Tensile characteristics of ultra-high performance fiber reinforced concrete with and without longitudinal steel rebars

Abstract

This study presents an experimental evaluation of ultra-high-performance fiber-reinforced concrete specimens with and without longitudinal reinforcement under direct tensile loading. The study variables are (i) volume fraction of fibers (1.0% and 2.0%), (ii) type of steel fibers (straight and hooked end), and (iii) longitudinal steel reinforcement ratio of 0.0% and 1.2%. All the specimens are tested using a servo-controlled fatigue testing machine in a displacement control mode. The changes in displacement were monitored using a linear variable displacement transducer and a digital image correlation technique. The strain profile at different loading stages is presented to identify the crack evolution process. Test results show that the average localized strain ranges from 0.2% to 0.36%, with corresponding crack widths of 0.3 mm to 0.6 mm.
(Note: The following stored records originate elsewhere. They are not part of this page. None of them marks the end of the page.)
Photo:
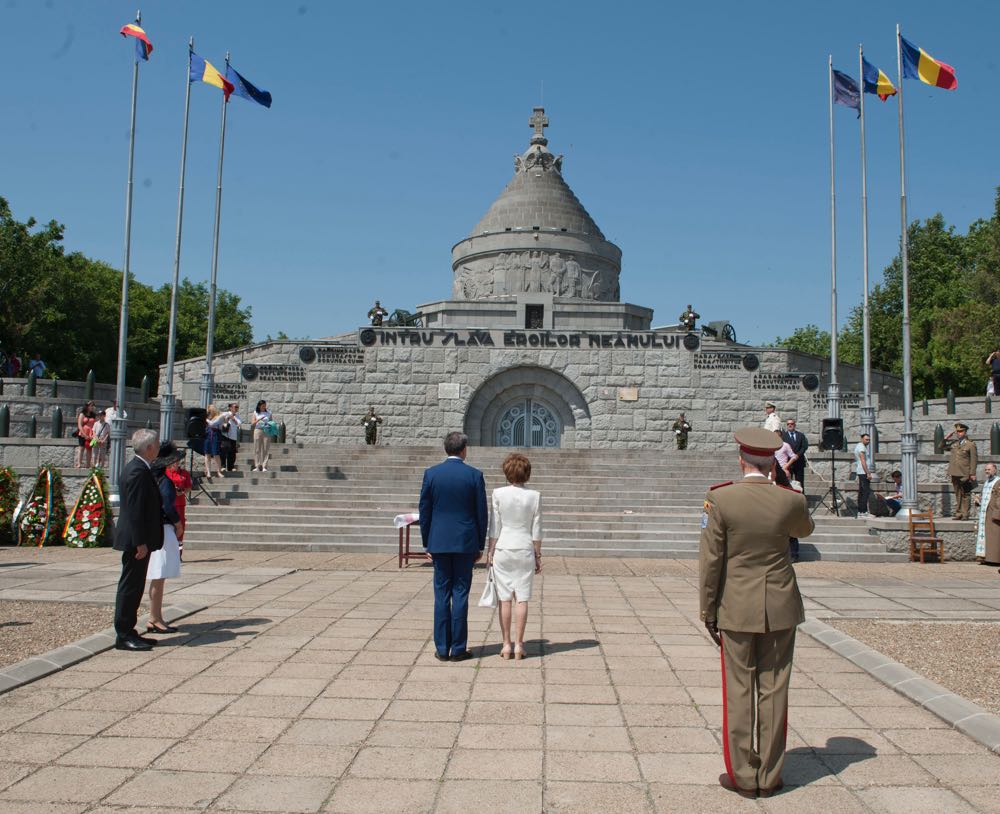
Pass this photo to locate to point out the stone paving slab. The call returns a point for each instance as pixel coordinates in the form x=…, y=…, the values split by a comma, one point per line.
x=316, y=690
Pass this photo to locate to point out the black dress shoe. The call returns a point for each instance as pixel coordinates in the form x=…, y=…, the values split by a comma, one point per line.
x=729, y=785
x=132, y=644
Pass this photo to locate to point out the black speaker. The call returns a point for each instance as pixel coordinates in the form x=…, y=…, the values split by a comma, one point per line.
x=196, y=422
x=833, y=434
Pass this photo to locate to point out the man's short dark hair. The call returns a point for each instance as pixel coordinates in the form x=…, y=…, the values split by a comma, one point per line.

A uniaxial tensile stress-strain model is proposed based on the test results and literature database. The longitudinal steel reinforced specimens show both stiffening and strengthening effects. Tension-stiffened specimens with 1.0% fibers failed at a higher strain due to the formation of multiple macro cracks. In the specimens with 2.0% fibers, the rebar fractured in a brittle manner due to crack localization. A higher longitudinal reinforcement ratio is needed to effectively utilize UHPFRC under tension-dominant loads.